Di bagian "Pengguna", buat pengguna yang akan memiliki akses ke VPN, tambahkan mereka ke grup "Pengguna VPN" dan kirimkan mereka tautan untuk mengonfigurasi faktor otentikasi kedua. Login pengguna harus cocok dengan login di server VPN.
Menyiapkan server OpenVPN
Buka filenya /etc/openvpn/server.conf dan tambahkan plugin untuk otentikasi menggunakan modul PAM
Baris pertama menghubungkan modul PAM pam_radius_auth dengan parameter:
skip_passwd - menonaktifkan transmisi kata sandi pengguna ke server RADIUS Multifactor (dia tidak perlu mengetahuinya).
client_id β ganti [NAS-Identifier] dengan parameter yang sesuai dari pengaturan sumber daya VPN.
Semua parameter yang mungkin dijelaskan dalam dokumentasi untuk modul.
Baris kedua dan ketiga mencakup verifikasi sistem login, kata sandi dan hak pengguna di server Anda bersama dengan faktor otentikasi kedua.
Mulai ulang OpenVPN
$ sudo systemctl restart openvpn@server
Pengaturan klien
Sertakan permintaan login pengguna dan kata sandi dalam file konfigurasi klien
auth-user-pass
ΠΡΠΎΠ²Π΅ΡΠΊΠ°
Luncurkan klien OpenVPN, sambungkan ke server, masukkan nama pengguna dan kata sandi Anda. Bot Telegram akan mengirimkan permintaan akses dengan dua tombol
Satu tombol mengizinkan akses, tombol kedua memblokirnya.

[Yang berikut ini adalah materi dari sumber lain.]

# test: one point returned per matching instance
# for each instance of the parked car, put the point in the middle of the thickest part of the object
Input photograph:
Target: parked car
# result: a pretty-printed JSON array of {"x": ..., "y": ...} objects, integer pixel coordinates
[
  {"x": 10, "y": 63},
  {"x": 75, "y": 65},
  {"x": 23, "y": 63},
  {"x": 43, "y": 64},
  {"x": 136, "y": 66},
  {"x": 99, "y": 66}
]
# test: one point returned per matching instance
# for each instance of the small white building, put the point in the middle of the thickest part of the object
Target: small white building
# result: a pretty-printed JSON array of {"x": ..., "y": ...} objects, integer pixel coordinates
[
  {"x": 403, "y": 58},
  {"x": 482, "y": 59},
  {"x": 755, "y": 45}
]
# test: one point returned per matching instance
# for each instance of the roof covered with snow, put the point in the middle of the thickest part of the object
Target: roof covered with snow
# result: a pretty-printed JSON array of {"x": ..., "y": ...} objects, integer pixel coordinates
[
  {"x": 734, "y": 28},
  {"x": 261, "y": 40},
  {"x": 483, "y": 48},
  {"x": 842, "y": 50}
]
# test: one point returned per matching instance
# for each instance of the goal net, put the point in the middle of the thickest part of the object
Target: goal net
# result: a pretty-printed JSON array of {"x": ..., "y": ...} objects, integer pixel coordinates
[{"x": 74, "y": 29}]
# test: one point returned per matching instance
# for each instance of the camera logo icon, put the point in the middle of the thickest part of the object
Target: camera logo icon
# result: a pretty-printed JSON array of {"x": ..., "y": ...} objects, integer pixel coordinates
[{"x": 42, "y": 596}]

Sekarang Anda dapat menyimpan kata sandi Anda dengan aman di klien; faktor kedua akan melindungi server OpenVPN Anda dari akses tidak sah.

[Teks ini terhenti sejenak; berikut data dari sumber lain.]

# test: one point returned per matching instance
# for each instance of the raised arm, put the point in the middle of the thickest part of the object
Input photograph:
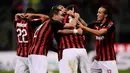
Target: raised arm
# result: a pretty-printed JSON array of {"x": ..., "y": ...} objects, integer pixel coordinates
[
  {"x": 71, "y": 31},
  {"x": 43, "y": 17},
  {"x": 96, "y": 32}
]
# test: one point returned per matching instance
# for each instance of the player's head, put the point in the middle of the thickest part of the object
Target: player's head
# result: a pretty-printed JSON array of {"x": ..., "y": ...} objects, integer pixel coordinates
[
  {"x": 72, "y": 9},
  {"x": 56, "y": 14},
  {"x": 61, "y": 7},
  {"x": 30, "y": 10},
  {"x": 104, "y": 13}
]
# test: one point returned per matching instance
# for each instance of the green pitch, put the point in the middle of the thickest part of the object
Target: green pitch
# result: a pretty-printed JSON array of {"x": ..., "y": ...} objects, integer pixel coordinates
[{"x": 120, "y": 71}]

Jika ada sesuatu yang tidak berhasil
Periksa secara berurutan apakah Anda tidak melewatkan apa pun:
Ada pengguna di server dengan OpenVPN dengan kata sandi yang ditetapkan
Server memiliki akses melalui port UDP 1812 ke alamat radius.multifactor.ru
Parameter NAS-Identifier dan Shared Secret ditentukan dengan benar
Pengguna dengan login yang sama telah dibuat di sistem Multifaktor dan telah diberikan akses ke grup pengguna VPN
Pengguna telah mengkonfigurasi metode otentikasi melalui Telegram
Jika Anda belum pernah mengatur OpenVPN sebelumnya, baca artikel terperinci.